Le festival a été annulé pour insuffisance budgétaire. Nous en avons décidé ainsi pour ne pas risquer de tout bâcler. Au début, nous allions l’organiser sans avoir toutes les garanties financières mais, faute de temps, nous avons renoncé, surtout après des années d’expérience et de développement. En quelques années, nous avons pu instaurer un vrai festival, respectueux des normes de sécurité, de programmation et de diversité, avec une forte identité. C’est plus par bon sens que par défaitisme que nous avons pris cette décision.

Ce n'est pas la première fois que L’Boulevard est annulé…

La première fois, c’était en 2012, parce nous préparions notre projet du «Boultek», le premier centre de musique actuel à Casablanca et au Maroc. C’est un endroit avec trois studios de répétition, une salle de concert et une salle de formation. C’était difficile de faire autant de choses en même temps. C’est pourquoi nous l’avions annulé pour mieux l’organiser en 2013, avec un nouveau format de dix jours sur deux lieux différents.

Momo et Hicham Bahou / DR

Est-ce difficile d’organiser un festival au Maroc ?

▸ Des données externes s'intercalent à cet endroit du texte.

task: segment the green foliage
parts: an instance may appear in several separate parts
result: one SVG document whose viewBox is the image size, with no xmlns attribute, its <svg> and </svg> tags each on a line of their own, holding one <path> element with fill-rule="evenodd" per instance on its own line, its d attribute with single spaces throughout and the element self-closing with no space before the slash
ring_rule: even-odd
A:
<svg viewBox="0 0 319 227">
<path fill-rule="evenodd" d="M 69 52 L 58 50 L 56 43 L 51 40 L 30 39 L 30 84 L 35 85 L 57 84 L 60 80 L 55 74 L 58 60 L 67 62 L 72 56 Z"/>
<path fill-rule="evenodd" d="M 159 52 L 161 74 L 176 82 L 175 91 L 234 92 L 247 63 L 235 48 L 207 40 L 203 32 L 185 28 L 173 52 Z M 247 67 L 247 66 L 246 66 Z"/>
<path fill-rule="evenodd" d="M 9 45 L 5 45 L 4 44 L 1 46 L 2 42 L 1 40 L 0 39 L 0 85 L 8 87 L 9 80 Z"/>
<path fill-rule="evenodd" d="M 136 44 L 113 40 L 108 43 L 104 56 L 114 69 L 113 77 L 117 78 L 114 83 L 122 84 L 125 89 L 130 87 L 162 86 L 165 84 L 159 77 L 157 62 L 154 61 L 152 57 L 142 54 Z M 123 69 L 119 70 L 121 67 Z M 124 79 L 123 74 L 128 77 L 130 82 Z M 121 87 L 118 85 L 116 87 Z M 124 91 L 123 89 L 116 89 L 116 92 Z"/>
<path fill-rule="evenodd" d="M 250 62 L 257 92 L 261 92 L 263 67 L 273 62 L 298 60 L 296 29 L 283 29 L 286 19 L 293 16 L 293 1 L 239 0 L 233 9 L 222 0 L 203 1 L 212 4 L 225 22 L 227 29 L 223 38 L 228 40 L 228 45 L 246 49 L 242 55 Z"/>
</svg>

Ça dépend des organisateurs : une jeune association n’a pas le même poids qu’une ville. Les grosses villes mettent les moyens et tout le monde coopère : autorités, intervenants, partenaires privés. Il y a d’autres festivals portés par des personnalités très influentes. Mais quand c’est un cercle de jeunes, faibles politiquement, ce n’est pas pareil. Au delà des festivals, c’est toute la culture au Maroc qui ne bénéficie ni d’un environnement professionnel, ni de mécanismes qui permettent aux projets et dynamiques culturels de s’y installer et s’y développer sur le long terme. Chaque entité a sa propre fonction ; il n’y a pas que le ministère de la Culture, le ministère de l’Education nationale et celui de la Jeunesse sont aussi impliqués.

On a des conservatoires qui sont à deux doigts de craquer, complètement obsolètes dans leur fonctionnement, et des programmes qui ne sont pas adaptés à la réalité culturelle du pays. Nous disposons de lieux fermés, qui n’accueillent pas d’artistes. Il faut commencer par la proximité et ouvrir ces lieux pour accueillir des jeunes et des associations de quartier. Le Maroc organise des événements, mais la culture ne se résume pas à ces festivals. Il faut développer une conscience culturelle. Nos décideurs ne comprennent même pas ce qu’est une politique culturelle ; ces personnes se contentent de trouver les moyens d’organiser un festival pendant l’année.

Quel est l'avenir de L’Boulevard et de toute la dynamique initiée autour de la musique urbaine au Maroc ?

Pour l’avenir des genres musicaux au Maroc, il faut que les artistes trouvent des endroits où travailler, c’est à dire des salles de répétitions, des scènes régulières. Je connais des groupes qui ne jouent pas ou seulement une ou deux fois par an. Aujourd’hui, à Casablanca, il y a le Boultek, L’Uzine… L’avenir dépend des structures de bases. Si les artistes ont l’occasion de jouer et d’être programmés, alors ça doit découler d’une politique culturelle liée à la volonté commune de créer une dynamique et une économie culturelle et permettre aux artistes de vivre de leur métier. Il faut donc que les groupes continuent de jouer et que les gens apprennent à acheter un ticket pour assister à un concert.